Price of property in Brazil expected to rise by up to 10% in 2012
A new poll of property industry and real estate experts has predicted that property prices in Brazil should rise by between 5-10% in 2012, allowing the Brazilian real estate sector to avoid the bubble scenario recently experienced by markets such as Dubai.
The poll from Reuters included experts from 15 banks, research groups and business associations, is the latest in a number of positive news releases regarding the Brazilian property market. The poll demonstrated that there was little risk of a downturn in the Brazilian property market at present, as the recent credit boom in Brazil was underpinned by strong increases in wages and affordability conditions.
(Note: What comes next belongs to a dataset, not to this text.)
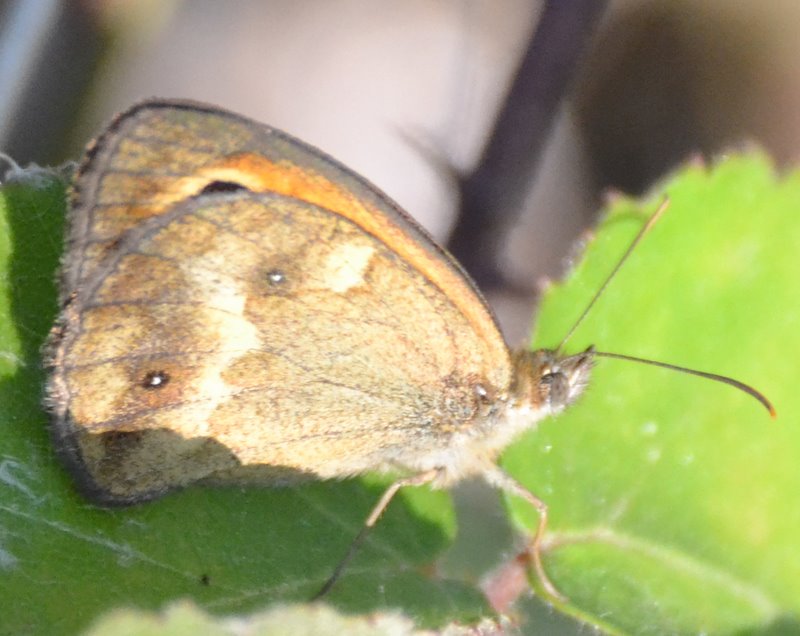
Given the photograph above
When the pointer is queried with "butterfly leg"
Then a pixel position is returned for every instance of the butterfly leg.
(414, 480)
(506, 483)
As with many of the recent reports on the Brazilian real estate sector, the poll focused on the demand from the rapidaly expanding Brazilian middle classes, which were now looking for opportunities to purchase property as against long term rental. This shift away from renting property in Brazil, towards full ownership has placed increasing upwards pressure on the price of property in Brazil, in a trend which looks set to continue for the foreseeable future.
‘There are structural factors in place to justify such a strong performance. A sharp fall in prices in 2012 is very unlikely,’ said Paulo Cesar das Neves, analyst for the local research firm LCA.
Whilst Brazilian GDP has slowed considerably over the past six months as a result of decreased global demand, the Brazilian property market still seems somewhat protected by it's considerable internal demand for property.